Ausgehend vom Tod des Vaters im ersten, im Original 2009 erschienenen Band, beschreibt Knausgård seine Kindheit und Jugend sowie seinen weiteren Lebensweg. Die Leser erfahren Schmerzliches über seine zweite Ehefrau Linda, die an einer bipolaren Störung leidet. Oder über Knausgårds Verhältnis zu seinem Vater, dessen Alkoholkrankheit und frühen Tod und auch darüber, wie es für den Schriftsteller ist, drei kleine Kinder zu erziehen.
Seine schonungslosen und fesselnden Schilderungen eines Suchenden, in denen man sich auf die eine oder andere Weise als Leser auch selbst finden kann, brachten ihm neben Vorwürfen sehr viel Bewunderung ein: In rund 30 Sprachen wurden seine Bücher übersetzt und fanden sich weltweit auf den Bestsellerlisten. Doch auf neuen Stoff mussten seine Fans nach Abschluss seiner Romanreihe eine Weile warten. Der letzte Band von "Min Kamp" erschien 2011 (auf Deutsch 2017), es folgte 2020 die deutsche Veröffentlichung seines Debütromans "Aus der Welt" von 1998, der wegen der Schilderung der obsessiven Liebe des jungen Aushilfslehrers Henrik zu einer dreizehnjährigen Schülerin kritisiert wurde und wiederum eine Diskussion über die Trennung von Werk und Autor anstieß.

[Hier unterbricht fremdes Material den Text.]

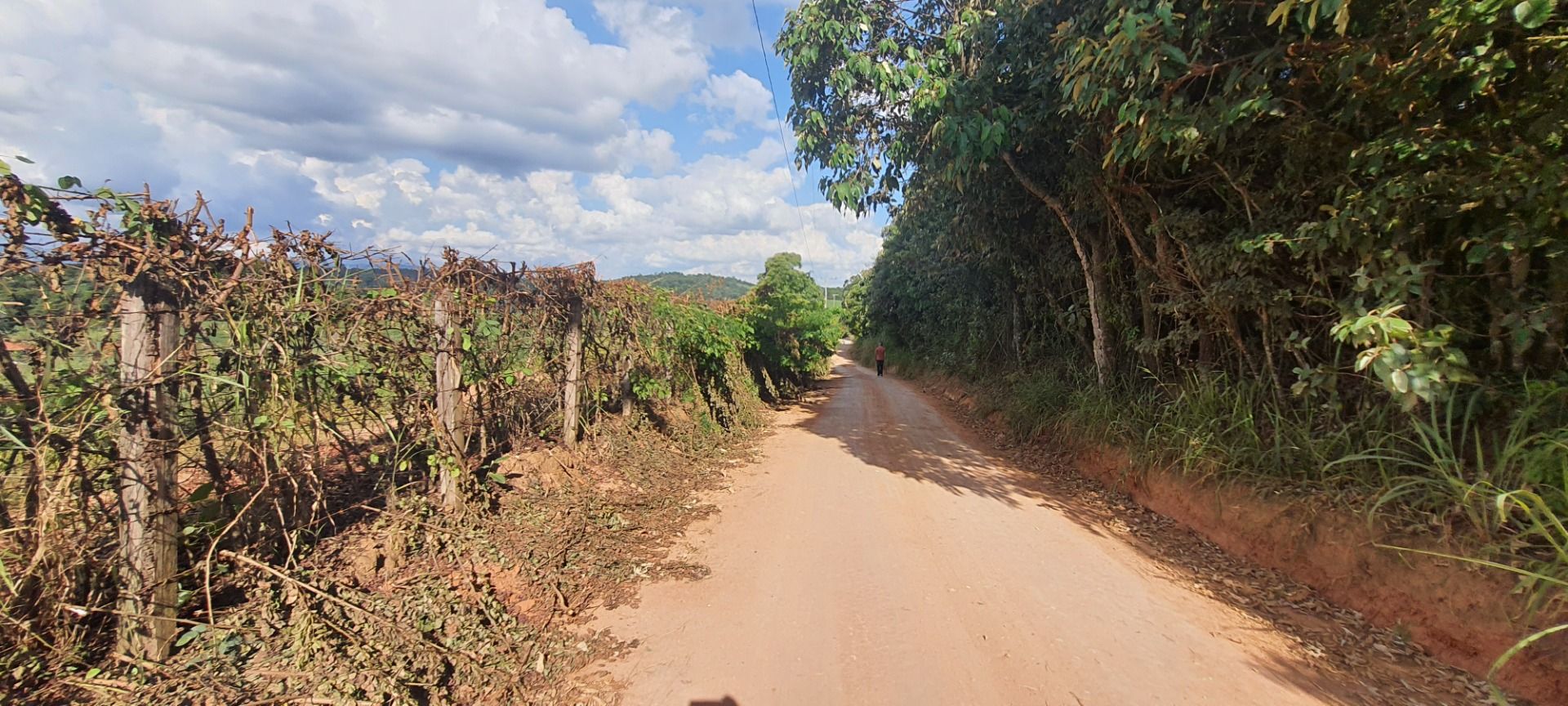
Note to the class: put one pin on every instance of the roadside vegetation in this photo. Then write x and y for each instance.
(252, 467)
(1313, 245)
(710, 288)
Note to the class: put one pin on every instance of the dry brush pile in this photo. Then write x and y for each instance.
(207, 431)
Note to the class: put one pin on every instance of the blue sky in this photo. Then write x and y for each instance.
(632, 132)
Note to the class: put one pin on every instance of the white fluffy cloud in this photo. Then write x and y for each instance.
(717, 214)
(492, 126)
(739, 98)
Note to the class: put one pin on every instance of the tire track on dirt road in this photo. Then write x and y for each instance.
(879, 556)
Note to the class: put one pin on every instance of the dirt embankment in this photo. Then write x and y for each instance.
(1462, 614)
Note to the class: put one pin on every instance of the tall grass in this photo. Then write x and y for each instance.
(1486, 467)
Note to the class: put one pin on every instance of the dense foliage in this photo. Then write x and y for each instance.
(1339, 220)
(794, 332)
(710, 288)
(1314, 242)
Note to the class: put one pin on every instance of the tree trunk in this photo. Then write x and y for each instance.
(148, 521)
(449, 400)
(1094, 278)
(574, 363)
(1557, 314)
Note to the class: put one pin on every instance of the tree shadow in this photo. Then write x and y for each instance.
(722, 702)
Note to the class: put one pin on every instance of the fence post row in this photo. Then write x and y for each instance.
(449, 397)
(149, 526)
(574, 363)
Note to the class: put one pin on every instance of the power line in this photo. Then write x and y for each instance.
(778, 117)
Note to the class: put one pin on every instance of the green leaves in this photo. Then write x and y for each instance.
(1534, 13)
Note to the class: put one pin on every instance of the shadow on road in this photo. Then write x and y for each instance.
(889, 426)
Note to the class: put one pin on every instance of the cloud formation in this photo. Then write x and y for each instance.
(504, 127)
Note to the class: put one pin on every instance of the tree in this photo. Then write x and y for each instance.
(794, 333)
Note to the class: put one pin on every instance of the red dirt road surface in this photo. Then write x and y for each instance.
(875, 556)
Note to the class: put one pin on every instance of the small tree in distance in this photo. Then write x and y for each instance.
(794, 333)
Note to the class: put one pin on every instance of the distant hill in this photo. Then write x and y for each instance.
(700, 286)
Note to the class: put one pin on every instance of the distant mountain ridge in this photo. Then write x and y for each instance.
(700, 286)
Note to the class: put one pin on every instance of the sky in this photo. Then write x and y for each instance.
(637, 134)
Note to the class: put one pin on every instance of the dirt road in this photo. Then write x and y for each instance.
(877, 557)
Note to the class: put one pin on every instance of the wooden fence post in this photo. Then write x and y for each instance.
(148, 521)
(449, 399)
(626, 387)
(574, 363)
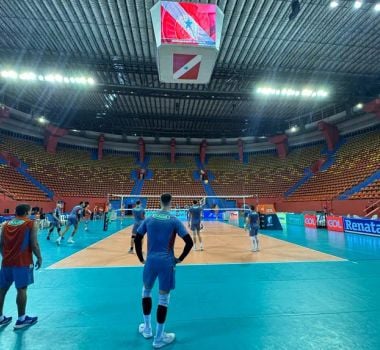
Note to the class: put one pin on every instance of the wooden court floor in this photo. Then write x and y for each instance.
(223, 243)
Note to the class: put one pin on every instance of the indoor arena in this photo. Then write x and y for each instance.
(189, 175)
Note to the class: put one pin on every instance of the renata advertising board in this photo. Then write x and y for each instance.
(310, 221)
(334, 223)
(363, 226)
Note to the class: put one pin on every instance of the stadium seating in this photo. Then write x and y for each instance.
(358, 158)
(372, 191)
(265, 175)
(71, 172)
(17, 187)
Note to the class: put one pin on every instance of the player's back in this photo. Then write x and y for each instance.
(196, 212)
(77, 209)
(161, 229)
(253, 218)
(138, 214)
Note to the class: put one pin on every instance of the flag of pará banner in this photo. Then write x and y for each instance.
(188, 23)
(186, 66)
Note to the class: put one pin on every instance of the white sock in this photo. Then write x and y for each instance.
(147, 321)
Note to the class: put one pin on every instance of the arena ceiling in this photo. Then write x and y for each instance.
(113, 41)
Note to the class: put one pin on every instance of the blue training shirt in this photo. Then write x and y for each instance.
(253, 218)
(196, 214)
(162, 228)
(76, 210)
(138, 214)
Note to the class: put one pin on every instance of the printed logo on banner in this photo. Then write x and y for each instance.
(188, 23)
(310, 221)
(335, 223)
(364, 226)
(186, 67)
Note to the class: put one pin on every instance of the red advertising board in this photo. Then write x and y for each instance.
(310, 221)
(188, 23)
(334, 223)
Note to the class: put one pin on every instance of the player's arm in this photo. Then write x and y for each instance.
(141, 231)
(1, 239)
(35, 246)
(181, 230)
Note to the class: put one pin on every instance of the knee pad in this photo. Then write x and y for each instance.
(164, 299)
(147, 293)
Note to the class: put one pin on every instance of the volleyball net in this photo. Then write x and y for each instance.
(214, 207)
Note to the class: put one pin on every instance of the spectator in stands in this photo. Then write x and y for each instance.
(17, 262)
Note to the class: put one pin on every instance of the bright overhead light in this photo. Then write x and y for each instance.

Jetzt aber hat Knausgård mit "Der Morgenstern" einen neuen Roman verfasst, ausufernd wieder mit fast 900 Seiten, doch anders als das, was seine Anhänger von ihm gewohnt sind, wie man bei der Lesung im Schauspiel Frankfurt am 7. April erfahren kann, wenn Knausgård sein Werk im Gespräch mit Andreas Platthaus, Leiter des Ressorts "Literatur und literarisches Leben" der F.A.Z., vorstellt: Nicht um Karl Ove soll es im neuen Buch gehen, den seine Leser so gut kennen und dessen Beschreibungen sie fast süchtig folgten. Nicht über sich schreibt Knausgård dieses Mal, sondern über fiktive Figuren.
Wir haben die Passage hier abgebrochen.